Seizures are the hallmark of epilepsy, but having a seizure doesn’t automatically guarantee a diagnosis. Seizures can also be caused by low blood sugar levels and alcohol withdrawal, among other things. A doctor will likely diagnose epilepsy if you have seizures with no known cause.  

Not all seizures resemble what you’ve seen on TV. Different types of seizures are marked by unique symptoms.

A tonic-clonic seizure is what most people picture when they think of a seizure. It usually lasts between one and three minutes, and the person experiences stiffened muscles, loss of consciousness and rapid jerking motions.

An absence seizure typically lasts 10 to 20 seconds, during which the person stops all activity and stares blankly. Sometimes the eyes turn upward and the eyelids flutter.
An atonic seizure, also called a drop attack, occurs when the muscles suddenly go limp, causing the person to fall.

A focal aware seizure is often described as feeling frozen. Because it doesn’t involve loss of consciousness, the person is aware when it’s happening.
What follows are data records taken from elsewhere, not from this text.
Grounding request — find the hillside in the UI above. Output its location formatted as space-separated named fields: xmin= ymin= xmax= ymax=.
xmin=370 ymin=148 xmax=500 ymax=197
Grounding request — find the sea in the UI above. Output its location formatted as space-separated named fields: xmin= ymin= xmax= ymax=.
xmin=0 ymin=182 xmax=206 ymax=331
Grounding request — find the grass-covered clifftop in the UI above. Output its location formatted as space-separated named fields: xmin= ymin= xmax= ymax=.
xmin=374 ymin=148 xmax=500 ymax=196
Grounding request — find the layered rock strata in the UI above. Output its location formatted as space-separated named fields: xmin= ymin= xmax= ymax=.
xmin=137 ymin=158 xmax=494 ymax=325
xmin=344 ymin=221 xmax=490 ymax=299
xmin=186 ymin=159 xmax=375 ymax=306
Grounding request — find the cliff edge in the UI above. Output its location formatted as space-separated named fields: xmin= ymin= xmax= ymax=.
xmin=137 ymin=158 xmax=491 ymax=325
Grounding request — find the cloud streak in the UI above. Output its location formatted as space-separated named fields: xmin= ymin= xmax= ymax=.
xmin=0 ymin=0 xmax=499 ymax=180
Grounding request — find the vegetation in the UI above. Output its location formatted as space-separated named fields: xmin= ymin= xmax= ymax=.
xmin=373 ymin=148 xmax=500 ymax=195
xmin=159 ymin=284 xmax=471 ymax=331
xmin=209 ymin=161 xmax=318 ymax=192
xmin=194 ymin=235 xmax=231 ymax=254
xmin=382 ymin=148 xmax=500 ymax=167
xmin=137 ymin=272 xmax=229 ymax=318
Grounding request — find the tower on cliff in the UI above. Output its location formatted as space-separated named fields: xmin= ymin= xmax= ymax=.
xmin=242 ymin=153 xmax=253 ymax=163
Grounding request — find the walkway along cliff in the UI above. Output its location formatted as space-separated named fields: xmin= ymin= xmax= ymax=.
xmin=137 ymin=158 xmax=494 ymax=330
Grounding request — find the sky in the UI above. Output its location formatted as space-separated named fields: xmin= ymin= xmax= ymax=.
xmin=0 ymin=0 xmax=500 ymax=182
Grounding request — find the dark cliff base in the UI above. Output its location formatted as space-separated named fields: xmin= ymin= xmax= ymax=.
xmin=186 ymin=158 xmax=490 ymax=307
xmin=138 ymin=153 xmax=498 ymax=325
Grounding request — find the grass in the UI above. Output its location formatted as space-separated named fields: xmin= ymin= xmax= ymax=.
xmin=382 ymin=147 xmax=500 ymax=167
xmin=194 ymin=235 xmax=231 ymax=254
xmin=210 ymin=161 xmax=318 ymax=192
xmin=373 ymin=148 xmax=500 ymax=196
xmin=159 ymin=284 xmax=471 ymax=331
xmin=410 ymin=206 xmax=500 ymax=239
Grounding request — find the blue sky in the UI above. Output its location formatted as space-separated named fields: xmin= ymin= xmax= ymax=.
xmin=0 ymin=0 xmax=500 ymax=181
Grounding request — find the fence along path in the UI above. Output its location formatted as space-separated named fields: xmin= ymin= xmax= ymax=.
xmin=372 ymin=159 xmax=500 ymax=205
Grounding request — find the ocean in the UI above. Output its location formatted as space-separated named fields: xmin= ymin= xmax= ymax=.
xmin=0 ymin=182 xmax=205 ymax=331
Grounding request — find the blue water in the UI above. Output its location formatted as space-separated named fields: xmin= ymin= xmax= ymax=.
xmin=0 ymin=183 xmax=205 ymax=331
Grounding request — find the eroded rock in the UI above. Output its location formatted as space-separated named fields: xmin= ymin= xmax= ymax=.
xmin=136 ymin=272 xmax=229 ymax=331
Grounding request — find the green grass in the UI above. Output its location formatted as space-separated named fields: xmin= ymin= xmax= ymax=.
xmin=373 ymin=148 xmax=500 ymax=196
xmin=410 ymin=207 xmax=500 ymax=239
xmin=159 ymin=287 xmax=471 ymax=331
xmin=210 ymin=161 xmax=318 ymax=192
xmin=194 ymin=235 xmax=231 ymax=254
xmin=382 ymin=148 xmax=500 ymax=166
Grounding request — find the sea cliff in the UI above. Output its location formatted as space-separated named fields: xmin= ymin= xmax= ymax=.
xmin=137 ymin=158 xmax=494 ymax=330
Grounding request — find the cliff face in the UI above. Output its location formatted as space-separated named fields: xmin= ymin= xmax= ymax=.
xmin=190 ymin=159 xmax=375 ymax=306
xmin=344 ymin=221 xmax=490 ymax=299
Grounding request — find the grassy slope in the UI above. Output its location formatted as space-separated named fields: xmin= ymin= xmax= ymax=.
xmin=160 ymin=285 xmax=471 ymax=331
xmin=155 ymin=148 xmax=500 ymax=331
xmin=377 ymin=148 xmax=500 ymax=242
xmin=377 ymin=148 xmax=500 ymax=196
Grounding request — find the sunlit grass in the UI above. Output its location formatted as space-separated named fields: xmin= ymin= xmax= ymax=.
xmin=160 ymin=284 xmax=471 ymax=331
A focal impaired awareness seizure may or may not cause a loss of awareness. It is typically accompanied by involuntary movements such as hand rubbing, lip-smacking or bicycle motions.

How Is Epilepsy Treated?

While there is no known cure, epilepsy can be well-managed with medication. Finding the right one is largely dependent on communicating with your healthcare provider about the types of seizures you have. Not all medications work in every situation. If your prescription doesn’t work for you, ask about changing your dosage or trying a different formulation.

Other treatments include dietary therapies, nerve stimulation, behavioral therapy and brain surgery.